Reprinted from yesterday's late editions.

It's easy to assume that, with the name change and all, Jefferson Starship is a more highly evolved descendant of Jefferson Airplane, that finest product of San Francisco's summer of love. But the Starship, who electrified 14,000 fans in a two-hour performance at the Capital Centre Wednesday night, isn't moving away from its '60s roots. Its orbit has come full circle.

On a clean rocker like "All Night Long" with the Airplane triumverate Paul Kantner, Grace Slick and Marty Balin strung out across the stage, it was as though a time warp had slipped the band back a decade.

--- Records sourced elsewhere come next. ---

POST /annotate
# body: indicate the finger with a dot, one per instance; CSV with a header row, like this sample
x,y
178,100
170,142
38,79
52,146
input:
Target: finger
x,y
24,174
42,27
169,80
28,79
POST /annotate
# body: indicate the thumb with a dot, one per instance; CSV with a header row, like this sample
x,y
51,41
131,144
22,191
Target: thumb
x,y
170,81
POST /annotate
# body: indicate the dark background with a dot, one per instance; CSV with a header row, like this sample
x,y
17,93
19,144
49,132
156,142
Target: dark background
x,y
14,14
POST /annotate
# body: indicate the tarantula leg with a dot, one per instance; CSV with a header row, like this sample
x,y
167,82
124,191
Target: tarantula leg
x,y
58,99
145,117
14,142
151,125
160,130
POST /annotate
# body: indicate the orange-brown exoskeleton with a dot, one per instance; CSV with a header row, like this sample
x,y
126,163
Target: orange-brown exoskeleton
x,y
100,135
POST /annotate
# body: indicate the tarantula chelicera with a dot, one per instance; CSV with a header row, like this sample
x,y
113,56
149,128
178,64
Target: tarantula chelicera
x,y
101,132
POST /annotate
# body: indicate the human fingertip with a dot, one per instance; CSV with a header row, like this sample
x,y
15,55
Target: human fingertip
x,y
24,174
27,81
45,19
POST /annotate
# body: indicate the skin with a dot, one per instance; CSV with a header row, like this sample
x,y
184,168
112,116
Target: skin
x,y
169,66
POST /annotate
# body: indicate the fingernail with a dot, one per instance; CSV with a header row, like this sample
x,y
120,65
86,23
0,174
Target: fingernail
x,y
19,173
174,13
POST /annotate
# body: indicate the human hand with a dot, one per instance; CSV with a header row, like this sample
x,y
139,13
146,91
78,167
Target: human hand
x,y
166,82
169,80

There were exhilarating versions of "Somebody to Love" and "Volunteers." And surely Balin's recent hits - "Miracles" and "Count On Me" - come awfully near the high-quality ballads he produced for the Airplane's earliest albums.

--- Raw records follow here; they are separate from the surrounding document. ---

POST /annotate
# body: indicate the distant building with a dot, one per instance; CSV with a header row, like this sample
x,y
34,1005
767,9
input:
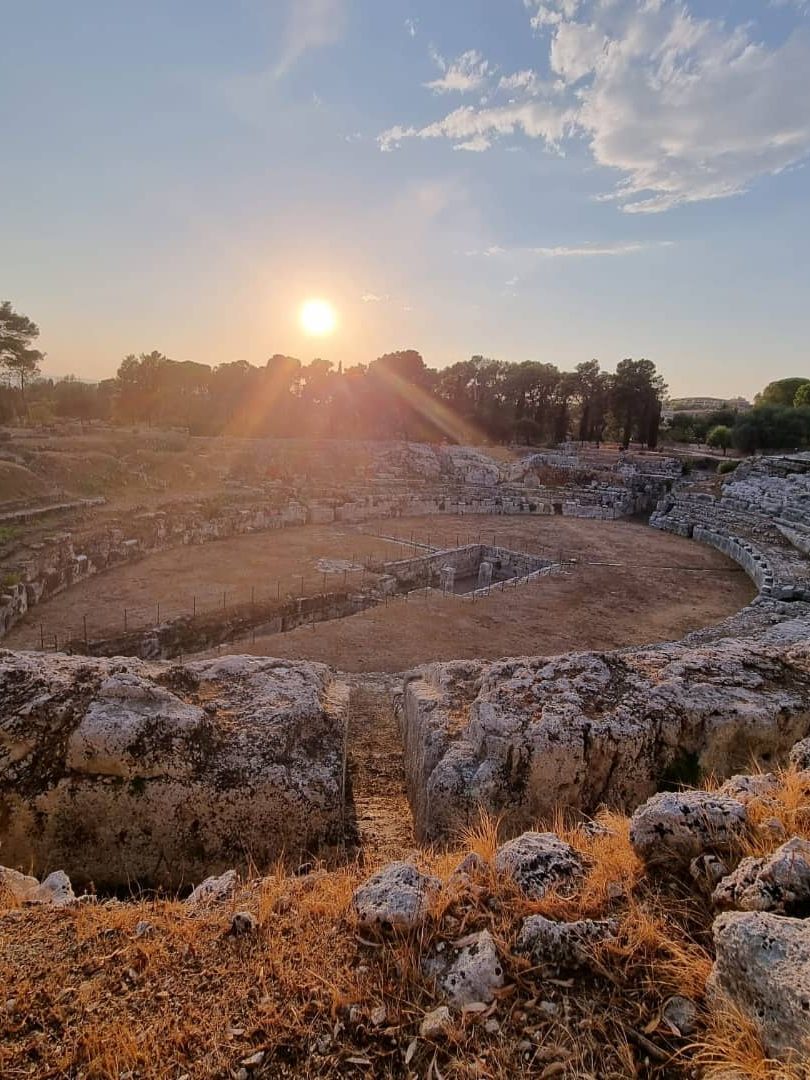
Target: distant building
x,y
698,405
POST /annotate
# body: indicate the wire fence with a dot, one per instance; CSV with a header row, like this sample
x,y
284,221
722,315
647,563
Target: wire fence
x,y
355,571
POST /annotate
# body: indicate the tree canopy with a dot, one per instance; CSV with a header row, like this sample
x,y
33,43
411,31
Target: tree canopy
x,y
17,356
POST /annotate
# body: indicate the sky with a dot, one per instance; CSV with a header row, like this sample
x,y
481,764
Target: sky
x,y
525,179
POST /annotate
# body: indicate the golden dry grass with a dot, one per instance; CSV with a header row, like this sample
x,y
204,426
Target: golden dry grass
x,y
84,996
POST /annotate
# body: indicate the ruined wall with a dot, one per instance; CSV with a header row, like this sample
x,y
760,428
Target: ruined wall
x,y
126,771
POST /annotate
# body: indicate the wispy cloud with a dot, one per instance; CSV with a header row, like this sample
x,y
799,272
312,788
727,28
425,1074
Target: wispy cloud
x,y
467,73
311,24
684,108
585,250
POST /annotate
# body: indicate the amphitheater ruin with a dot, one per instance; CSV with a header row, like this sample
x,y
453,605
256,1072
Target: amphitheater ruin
x,y
333,704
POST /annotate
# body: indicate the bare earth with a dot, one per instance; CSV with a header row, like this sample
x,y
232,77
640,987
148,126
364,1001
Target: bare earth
x,y
626,584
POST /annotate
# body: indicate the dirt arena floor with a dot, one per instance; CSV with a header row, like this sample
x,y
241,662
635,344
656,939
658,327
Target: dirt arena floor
x,y
625,584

Too many bands have to get along with half a singer; in Slick and Balin, Starship has two extraordinary vocalists, the one a gutsy raunchy torcher, the other the clearest romantic tenor. Her "White Rabbit" was as powerful as ever, his version Wednesday of "Count On Me" infinitely more moving that the current single.

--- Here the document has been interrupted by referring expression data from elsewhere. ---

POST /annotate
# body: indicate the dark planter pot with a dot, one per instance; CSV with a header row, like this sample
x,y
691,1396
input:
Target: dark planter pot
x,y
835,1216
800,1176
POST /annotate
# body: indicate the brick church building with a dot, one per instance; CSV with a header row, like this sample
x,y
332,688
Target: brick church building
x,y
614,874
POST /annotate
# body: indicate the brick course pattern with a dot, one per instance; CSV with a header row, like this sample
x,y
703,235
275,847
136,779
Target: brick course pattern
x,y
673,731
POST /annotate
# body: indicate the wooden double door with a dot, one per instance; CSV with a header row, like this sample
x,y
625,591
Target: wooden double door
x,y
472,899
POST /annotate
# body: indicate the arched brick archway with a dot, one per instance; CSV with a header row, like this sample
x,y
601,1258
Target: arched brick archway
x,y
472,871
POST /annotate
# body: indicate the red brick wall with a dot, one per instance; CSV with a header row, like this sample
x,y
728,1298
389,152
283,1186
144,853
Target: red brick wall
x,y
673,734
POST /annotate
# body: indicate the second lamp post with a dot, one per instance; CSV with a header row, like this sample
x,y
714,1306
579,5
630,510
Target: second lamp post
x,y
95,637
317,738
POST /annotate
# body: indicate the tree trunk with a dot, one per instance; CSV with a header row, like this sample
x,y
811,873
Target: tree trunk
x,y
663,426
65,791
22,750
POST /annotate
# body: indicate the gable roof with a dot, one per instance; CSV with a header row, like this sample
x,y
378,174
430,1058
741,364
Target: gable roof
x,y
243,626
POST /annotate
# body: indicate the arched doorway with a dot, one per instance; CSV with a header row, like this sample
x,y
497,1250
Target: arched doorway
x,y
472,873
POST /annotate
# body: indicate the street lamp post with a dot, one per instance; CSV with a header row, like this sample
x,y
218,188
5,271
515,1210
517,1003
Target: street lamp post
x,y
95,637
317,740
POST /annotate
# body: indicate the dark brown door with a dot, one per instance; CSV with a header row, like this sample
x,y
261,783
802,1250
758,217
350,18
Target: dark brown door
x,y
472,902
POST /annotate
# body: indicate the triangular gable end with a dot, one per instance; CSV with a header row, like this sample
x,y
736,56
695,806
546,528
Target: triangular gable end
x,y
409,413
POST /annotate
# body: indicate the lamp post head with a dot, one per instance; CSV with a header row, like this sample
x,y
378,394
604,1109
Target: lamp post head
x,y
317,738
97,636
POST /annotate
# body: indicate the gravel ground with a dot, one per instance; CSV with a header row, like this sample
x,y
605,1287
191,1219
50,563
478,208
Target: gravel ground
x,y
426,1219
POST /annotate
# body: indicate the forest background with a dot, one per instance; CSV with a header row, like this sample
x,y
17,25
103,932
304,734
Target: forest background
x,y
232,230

The opening act, singer-guitarist Bob Welch, must have been green with envy when his former Fleetwood Mac colleagues developed the Midas touch a couple of years ago, but he obviously intends to catch up.A crisp hour's set revealed Welch to be a much more powerful performer than his single hits would indicate.

Thanks in no small part to an especially strong band, Welch managed to transform the just-slightly-inspired "Ebony Eyes" into a sultry mating call. He still bears the harmonic stamp of Fleetwood Mac, and therefore would do well to hang on to his percussionist, Ron Green, who has a terrific voice.